Demonstrators contend they have failed to make the grade despite obtaining high marks because of the quota system which has allowed many with much less marks to pass the test. On previous occasions, the final results of the BCS were published based on the quota system but this time the preliminary test results were themselves announced based on quotas.
One protester, Mahbub Rahman, told bdnews24.com: “In this (34th) BCS exams ordinary candidates could not come out successful despite securing 78-79 marks whereas candidates under quotas got chance with only 60-61 marks.”
Many children of freedom fighters, who enjoy a big quota, also joined the protest as they believe things have stretched a bit too far.

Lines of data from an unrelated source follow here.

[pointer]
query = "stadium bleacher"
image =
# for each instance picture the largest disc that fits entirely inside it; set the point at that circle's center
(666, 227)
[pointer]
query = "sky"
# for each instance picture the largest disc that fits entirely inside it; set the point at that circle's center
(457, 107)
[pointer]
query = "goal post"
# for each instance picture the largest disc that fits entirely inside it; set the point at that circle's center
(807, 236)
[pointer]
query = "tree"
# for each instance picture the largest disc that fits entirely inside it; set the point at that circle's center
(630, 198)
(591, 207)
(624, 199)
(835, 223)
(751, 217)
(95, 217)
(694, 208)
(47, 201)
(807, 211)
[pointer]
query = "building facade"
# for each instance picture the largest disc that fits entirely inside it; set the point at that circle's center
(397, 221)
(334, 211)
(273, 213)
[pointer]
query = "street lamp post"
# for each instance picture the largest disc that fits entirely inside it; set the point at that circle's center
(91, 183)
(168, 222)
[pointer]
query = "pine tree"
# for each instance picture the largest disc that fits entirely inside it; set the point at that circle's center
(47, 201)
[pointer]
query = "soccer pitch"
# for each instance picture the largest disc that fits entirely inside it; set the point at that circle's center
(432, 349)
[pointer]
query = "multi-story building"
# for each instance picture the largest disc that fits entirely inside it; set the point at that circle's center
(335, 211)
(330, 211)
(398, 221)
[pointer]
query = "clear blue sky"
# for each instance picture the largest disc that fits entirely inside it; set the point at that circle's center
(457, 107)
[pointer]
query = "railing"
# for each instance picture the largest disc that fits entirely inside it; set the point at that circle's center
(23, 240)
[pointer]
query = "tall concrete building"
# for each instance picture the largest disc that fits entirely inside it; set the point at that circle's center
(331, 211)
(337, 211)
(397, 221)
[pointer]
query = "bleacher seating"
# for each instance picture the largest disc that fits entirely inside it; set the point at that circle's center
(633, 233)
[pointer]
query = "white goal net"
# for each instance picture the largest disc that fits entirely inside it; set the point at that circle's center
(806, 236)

Dhaka University student Shahedul Islam, whose father was a freedom fighter, said: “Quota should be within the tolerable limit. It (quota) has reached such level that the nation will be meritless.”
Under the current BCS examinations system, 30 per cent of the seats are reserved for children of freedom fighters and 10 per cent for women. A further 10 per cent is reserved for districts, 5 per cent for national minorities and 1 per cent for people with disabilities. The total quota system constitutes a grand 56 percent. This means that the quota remaining for merit is just 44 percent. In numbers that would be just 902 positions in the total quota of 2052 positions.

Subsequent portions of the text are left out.